Some of the weird consequences of the misapplied incentives and social expectations of this era appear to be potential fodder for an absurdist comedy. It was instead a tragedy of huge scale and almost beyond belief. The Chinese have experienced considerable cognitive dissidence in their recent history (e.g. Mao is always correct while his many mistakes are obvious). It's fascinating to hear examples of Chinese "right thinking" struggling to change, sometimes turning on a dime, other times slowly changing in face of much controversy.

The following is a quotation of Professor Baum's regarding the insanity of the Cultural Revolution:
"How to explain all this madness? In numerous memoirs and reminiscences of the events of this period, former red guards have acknowledged the brutality of their own behavior, yet without being able to satisfactorily explain how the boundaries of conventional civility had been so easily breeched. Clearly, peer group pressure and absence of adult supervision were important factors. Much as they had been key factors in William Golding’s account of adolescent brutality in his vivid novel, Lord of the Flies. In the case of the Red Guards mass hysteria was an additional factor. A psychological contagion had been induced by the student’s frenzied devotion to Chairman Mao. In giving vent to their most destructive impulses, they truly believed they were acting on behalf of their living deity.

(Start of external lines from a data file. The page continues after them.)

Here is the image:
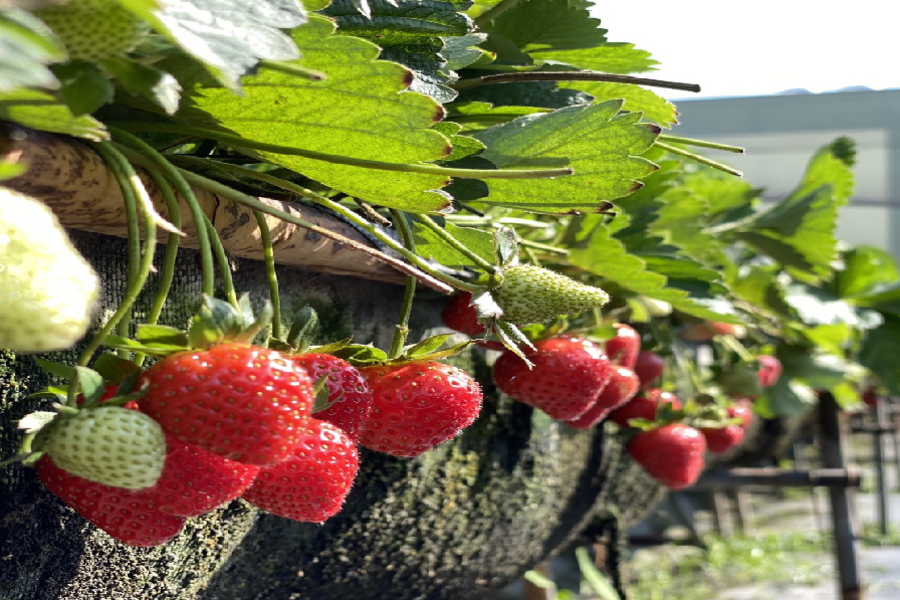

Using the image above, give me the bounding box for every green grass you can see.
[861,522,900,547]
[624,532,831,600]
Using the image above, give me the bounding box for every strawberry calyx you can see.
[103,294,273,358]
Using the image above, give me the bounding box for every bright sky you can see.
[591,0,900,100]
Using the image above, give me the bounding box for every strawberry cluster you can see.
[31,339,483,547]
[440,294,768,492]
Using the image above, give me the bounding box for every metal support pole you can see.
[874,397,890,535]
[727,489,750,533]
[890,399,900,490]
[819,392,865,600]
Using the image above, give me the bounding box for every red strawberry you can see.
[628,423,706,490]
[863,387,879,408]
[139,343,314,466]
[633,351,665,391]
[440,292,503,350]
[567,366,640,429]
[37,456,185,547]
[492,336,612,421]
[607,388,681,428]
[359,361,482,457]
[149,441,260,517]
[605,324,640,369]
[756,355,782,388]
[700,425,745,454]
[441,292,485,337]
[728,399,754,429]
[292,353,373,442]
[242,419,359,523]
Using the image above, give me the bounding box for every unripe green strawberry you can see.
[35,0,149,63]
[47,406,166,490]
[0,187,100,352]
[493,264,609,324]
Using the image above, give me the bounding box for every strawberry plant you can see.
[0,0,896,596]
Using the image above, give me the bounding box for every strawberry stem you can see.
[657,135,745,154]
[415,213,497,273]
[388,210,417,360]
[655,141,743,177]
[202,212,239,309]
[109,128,216,297]
[143,173,182,326]
[453,71,701,94]
[108,122,574,180]
[75,143,158,403]
[166,156,483,294]
[254,210,282,341]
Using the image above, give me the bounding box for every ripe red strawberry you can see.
[149,441,260,517]
[567,366,640,429]
[605,324,640,369]
[292,353,373,442]
[756,355,782,388]
[441,292,485,337]
[492,336,612,421]
[633,350,665,391]
[242,419,359,523]
[863,387,879,408]
[700,425,745,453]
[440,292,503,350]
[728,399,754,429]
[607,388,681,428]
[37,456,185,547]
[139,343,314,466]
[359,361,482,457]
[628,423,707,490]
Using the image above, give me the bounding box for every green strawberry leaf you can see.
[492,319,536,361]
[286,305,320,353]
[34,358,76,381]
[0,9,64,93]
[412,219,494,269]
[52,62,114,116]
[18,411,58,435]
[754,377,817,418]
[135,324,190,346]
[331,343,390,365]
[567,217,738,321]
[561,82,677,128]
[164,15,452,211]
[834,245,900,301]
[188,296,248,348]
[322,0,475,103]
[441,32,491,71]
[732,140,853,279]
[777,346,860,390]
[100,56,182,115]
[779,280,884,330]
[91,353,143,384]
[493,225,518,268]
[0,88,107,141]
[74,366,107,405]
[309,336,354,355]
[120,0,306,91]
[403,333,454,358]
[472,100,659,213]
[311,375,340,413]
[446,101,551,132]
[859,315,900,396]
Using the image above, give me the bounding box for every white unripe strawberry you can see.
[35,0,150,63]
[494,264,610,324]
[0,186,100,352]
[46,406,166,490]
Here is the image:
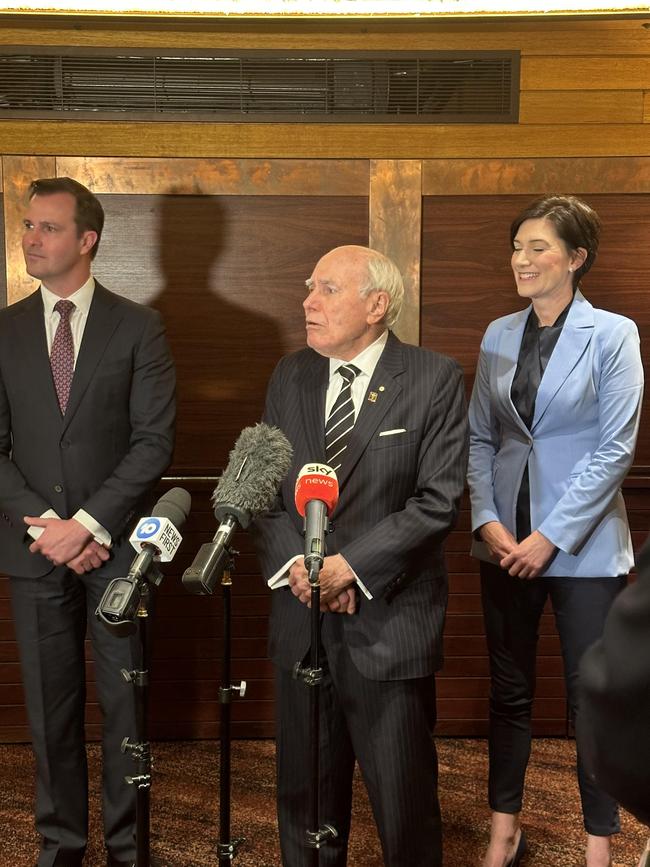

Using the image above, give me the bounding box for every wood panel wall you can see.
[97,192,369,471]
[0,10,649,742]
[0,14,649,159]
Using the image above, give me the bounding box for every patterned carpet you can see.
[0,739,646,866]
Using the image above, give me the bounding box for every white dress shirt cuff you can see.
[354,574,373,600]
[267,555,302,589]
[74,509,112,548]
[26,508,59,540]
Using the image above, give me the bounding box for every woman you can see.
[467,195,644,867]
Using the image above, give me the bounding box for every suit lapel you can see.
[532,290,594,430]
[496,307,530,436]
[63,283,122,429]
[336,332,404,491]
[13,290,63,421]
[298,350,329,464]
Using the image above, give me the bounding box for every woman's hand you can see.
[479,521,517,560]
[499,531,556,580]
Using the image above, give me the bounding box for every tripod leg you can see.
[217,572,245,864]
[287,574,340,863]
[121,587,153,867]
[276,661,353,867]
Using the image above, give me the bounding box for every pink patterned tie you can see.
[50,299,75,414]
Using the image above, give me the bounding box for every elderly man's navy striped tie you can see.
[325,364,360,472]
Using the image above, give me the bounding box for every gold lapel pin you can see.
[368,391,378,403]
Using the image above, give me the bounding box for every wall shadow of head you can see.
[151,189,285,475]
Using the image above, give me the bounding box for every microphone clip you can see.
[301,516,334,536]
[95,554,162,637]
[293,660,324,687]
[182,539,236,595]
[302,513,333,575]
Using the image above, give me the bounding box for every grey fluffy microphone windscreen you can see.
[183,423,292,595]
[212,422,293,527]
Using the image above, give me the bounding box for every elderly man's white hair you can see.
[359,247,405,329]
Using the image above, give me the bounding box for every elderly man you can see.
[252,245,468,866]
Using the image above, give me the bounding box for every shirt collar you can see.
[41,275,95,317]
[328,329,389,380]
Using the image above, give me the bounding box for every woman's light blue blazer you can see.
[468,290,644,578]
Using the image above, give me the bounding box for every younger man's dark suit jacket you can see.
[253,331,468,681]
[0,281,176,579]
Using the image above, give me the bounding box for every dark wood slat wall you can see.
[94,193,369,469]
[1,188,648,742]
[0,9,648,746]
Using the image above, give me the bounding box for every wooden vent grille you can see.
[0,50,519,123]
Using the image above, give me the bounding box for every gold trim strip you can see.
[55,157,369,196]
[3,155,55,305]
[423,156,650,195]
[369,159,421,346]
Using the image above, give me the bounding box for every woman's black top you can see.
[510,300,572,540]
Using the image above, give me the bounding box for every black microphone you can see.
[127,486,192,580]
[182,423,293,595]
[96,487,192,635]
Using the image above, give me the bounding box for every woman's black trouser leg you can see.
[480,562,548,814]
[550,575,625,837]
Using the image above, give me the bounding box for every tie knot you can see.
[338,364,360,384]
[54,299,75,320]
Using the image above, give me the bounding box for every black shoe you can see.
[507,829,528,866]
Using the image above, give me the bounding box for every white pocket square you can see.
[379,428,407,437]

In such a hyper charged atmosphere the license to defy authority interacted with immature youthful absolutism and over active teenage hormones to create an explosive and potentially deadly mix."

The worst rampages of the Cultural Revolution continued from 1966 to 1969. It was finally brought to an official end with the government sending, within a 6 month time period in 1969, 10 million Red Guard youths to the rural areas. They were duped into accepting the one-way trip with slogans about the patriotism of working with the peasants. They only did what they understood Chairman Mao wanted them to do, and they were rewarded with their potentially educated futures being taken away from them and replaced with a future of working among the peasants. These 10 million are now referred to by some as China's lost generation. (Some of these 10 million trickled back into the cities during the next two decades and ended up being successful entrepreneurs.) The power struggles and political instability between 1969 and the arrest of the Gang of Four in 1976 are now also widely regarded as part of the Revolution.

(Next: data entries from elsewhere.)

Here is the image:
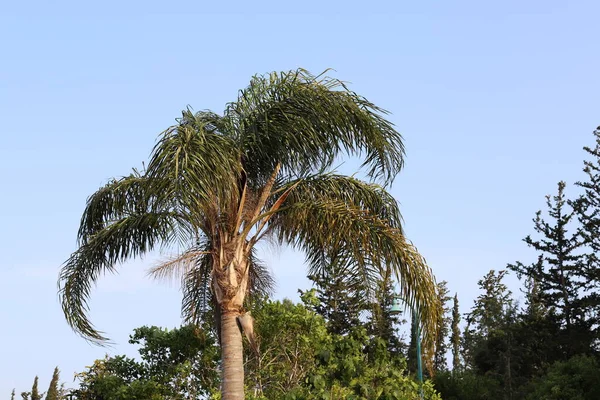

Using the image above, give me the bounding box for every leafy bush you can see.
[525,355,600,400]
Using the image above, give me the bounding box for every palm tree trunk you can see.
[221,310,245,400]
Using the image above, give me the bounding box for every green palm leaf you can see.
[60,211,186,342]
[227,69,404,186]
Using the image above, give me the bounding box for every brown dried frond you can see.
[148,250,211,282]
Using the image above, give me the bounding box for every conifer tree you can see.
[572,126,600,331]
[450,293,461,372]
[462,270,515,371]
[433,281,452,372]
[308,256,368,335]
[407,312,419,374]
[368,268,404,355]
[575,127,600,254]
[30,377,42,400]
[44,367,60,400]
[508,182,588,337]
[11,389,15,400]
[523,272,545,320]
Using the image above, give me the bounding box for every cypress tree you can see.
[11,389,15,400]
[45,367,60,400]
[433,281,452,372]
[30,377,42,400]
[407,312,418,374]
[450,293,461,372]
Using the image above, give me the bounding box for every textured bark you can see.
[221,310,245,400]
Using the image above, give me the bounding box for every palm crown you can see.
[59,69,440,398]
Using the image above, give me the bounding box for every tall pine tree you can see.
[573,126,600,335]
[508,181,592,355]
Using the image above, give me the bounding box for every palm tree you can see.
[59,69,440,400]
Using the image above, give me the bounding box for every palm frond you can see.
[146,108,241,223]
[247,248,276,302]
[270,198,440,357]
[149,249,212,282]
[181,253,214,326]
[226,69,404,186]
[59,211,186,343]
[78,172,160,244]
[274,173,403,229]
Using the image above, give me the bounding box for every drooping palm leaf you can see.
[267,184,439,356]
[60,211,186,342]
[226,70,404,186]
[146,108,241,227]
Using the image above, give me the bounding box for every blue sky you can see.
[1,0,599,394]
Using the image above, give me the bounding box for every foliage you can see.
[307,260,368,336]
[433,281,452,372]
[307,328,440,400]
[67,296,437,399]
[44,367,60,400]
[246,295,439,400]
[31,376,42,400]
[72,324,219,399]
[433,370,502,400]
[572,126,600,339]
[450,294,461,371]
[508,182,595,355]
[245,294,330,398]
[462,270,515,372]
[525,355,600,400]
[129,324,220,397]
[367,269,406,356]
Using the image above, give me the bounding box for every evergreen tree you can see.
[572,126,600,333]
[11,389,15,400]
[462,270,519,398]
[407,312,419,375]
[44,367,60,400]
[462,270,515,371]
[523,273,545,320]
[450,293,461,372]
[20,392,30,400]
[509,182,585,329]
[468,270,513,337]
[307,256,368,335]
[30,377,42,400]
[575,127,600,255]
[368,269,405,355]
[508,181,592,355]
[433,281,452,372]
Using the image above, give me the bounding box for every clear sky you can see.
[1,0,599,395]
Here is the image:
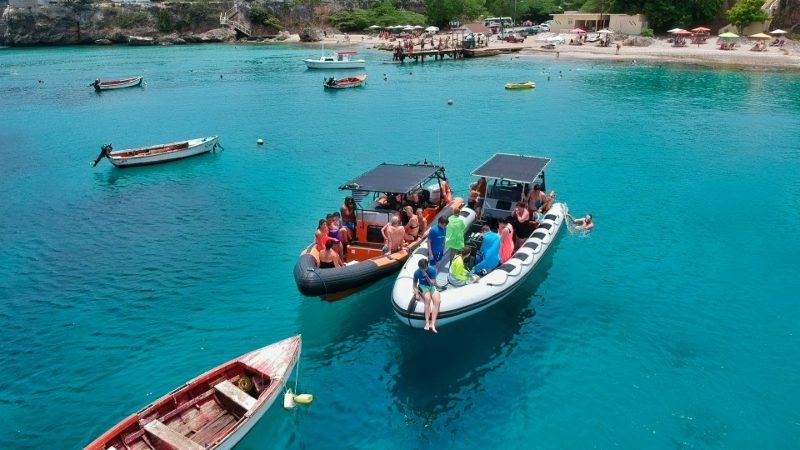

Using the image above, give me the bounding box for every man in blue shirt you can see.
[427,216,448,267]
[471,224,501,275]
[413,258,441,333]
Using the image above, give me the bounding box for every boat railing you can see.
[219,6,251,37]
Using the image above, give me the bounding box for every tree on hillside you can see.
[727,0,769,33]
[427,0,486,27]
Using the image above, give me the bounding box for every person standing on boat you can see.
[511,202,531,249]
[415,208,428,235]
[445,206,466,260]
[413,258,441,333]
[428,216,448,266]
[340,196,357,235]
[498,216,514,263]
[472,224,501,275]
[403,206,420,242]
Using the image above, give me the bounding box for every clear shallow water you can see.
[1,44,799,449]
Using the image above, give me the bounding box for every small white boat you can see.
[391,154,566,328]
[90,76,144,92]
[303,51,366,69]
[91,136,220,168]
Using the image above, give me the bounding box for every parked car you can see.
[522,26,540,35]
[539,24,551,32]
[504,33,526,43]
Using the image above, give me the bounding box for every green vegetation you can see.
[156,9,174,33]
[727,0,769,34]
[639,27,654,37]
[116,11,149,29]
[330,1,427,32]
[248,5,283,30]
[427,0,486,27]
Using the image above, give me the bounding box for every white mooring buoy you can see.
[257,138,264,145]
[447,99,453,106]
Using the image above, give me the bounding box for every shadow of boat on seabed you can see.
[389,248,559,424]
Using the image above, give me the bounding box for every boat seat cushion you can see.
[512,252,532,264]
[531,231,548,240]
[522,241,541,252]
[215,379,257,412]
[544,213,558,221]
[537,222,553,231]
[144,419,204,450]
[499,262,522,276]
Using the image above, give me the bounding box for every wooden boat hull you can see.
[303,59,366,69]
[323,74,367,89]
[93,76,143,91]
[107,136,219,167]
[505,81,536,89]
[392,203,566,328]
[84,335,301,450]
[293,199,465,299]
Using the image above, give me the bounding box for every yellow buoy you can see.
[293,393,314,404]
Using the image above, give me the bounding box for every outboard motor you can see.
[91,144,112,167]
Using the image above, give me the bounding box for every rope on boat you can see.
[307,267,329,296]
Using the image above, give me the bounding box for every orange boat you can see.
[84,336,301,450]
[293,162,463,300]
[323,74,367,89]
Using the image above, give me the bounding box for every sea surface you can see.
[1,44,799,449]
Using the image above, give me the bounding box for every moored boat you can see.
[84,335,301,450]
[505,81,536,89]
[293,162,464,300]
[323,74,367,89]
[90,76,144,91]
[303,51,366,69]
[91,136,220,168]
[392,154,566,328]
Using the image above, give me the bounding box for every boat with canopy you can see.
[293,162,471,300]
[391,154,567,328]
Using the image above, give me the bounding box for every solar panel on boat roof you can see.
[340,164,442,194]
[471,154,550,182]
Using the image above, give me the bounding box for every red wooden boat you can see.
[323,74,367,89]
[84,335,301,450]
[91,76,144,91]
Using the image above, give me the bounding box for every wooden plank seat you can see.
[214,380,256,412]
[143,419,204,450]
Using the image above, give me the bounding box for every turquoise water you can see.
[1,44,799,449]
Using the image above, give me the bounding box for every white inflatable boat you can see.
[391,202,567,328]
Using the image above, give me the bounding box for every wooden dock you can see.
[397,48,465,62]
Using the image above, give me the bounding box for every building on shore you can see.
[549,13,648,35]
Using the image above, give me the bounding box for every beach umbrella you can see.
[597,29,613,34]
[425,26,439,33]
[414,25,424,30]
[719,32,739,39]
[570,28,586,34]
[674,30,693,36]
[666,28,682,33]
[769,29,787,35]
[691,26,711,33]
[749,32,770,39]
[669,28,689,34]
[368,25,381,30]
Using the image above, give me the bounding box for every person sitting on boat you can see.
[428,216,448,267]
[467,183,480,211]
[448,247,473,287]
[314,219,340,257]
[319,240,344,268]
[471,224,501,276]
[403,206,420,242]
[327,212,351,256]
[498,216,515,263]
[569,213,594,231]
[413,258,441,333]
[382,216,407,254]
[340,196,357,235]
[445,206,466,260]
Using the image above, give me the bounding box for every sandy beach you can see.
[296,32,800,71]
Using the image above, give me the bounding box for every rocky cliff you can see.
[771,0,800,33]
[0,1,316,46]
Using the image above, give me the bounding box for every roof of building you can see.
[471,154,550,183]
[340,163,444,194]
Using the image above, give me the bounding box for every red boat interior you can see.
[94,362,271,450]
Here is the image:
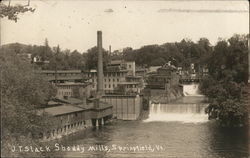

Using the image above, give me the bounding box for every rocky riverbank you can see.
[150,85,183,104]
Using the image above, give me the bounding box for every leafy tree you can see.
[68,50,85,69]
[0,51,57,157]
[200,34,249,127]
[85,46,109,70]
[0,3,35,22]
[150,57,166,66]
[122,47,135,61]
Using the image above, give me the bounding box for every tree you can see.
[122,47,134,61]
[200,34,249,127]
[150,57,166,66]
[0,49,57,157]
[0,3,35,22]
[85,46,109,70]
[68,50,85,69]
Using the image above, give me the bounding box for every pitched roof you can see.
[55,97,83,105]
[38,105,85,116]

As the narrative moves into the post-Mao opening up of China, Professor Baum's personal involvement with China enhances the lectures with interesting little stories of encounters with Chinese people and politicians. It is these stories that make these lectures among the most interesting that I've ever heard. I think anybody who is interested in foreign affairs will find these lectures of interest.

These lectures were published in 2010 and thus are able to comment on the 2008 Olympic Games and other recent events. The award of the 2010 Nobel Peace Prize to Liu Xiaobo occurred after these lectures were recorded, so there are no comments on that incident.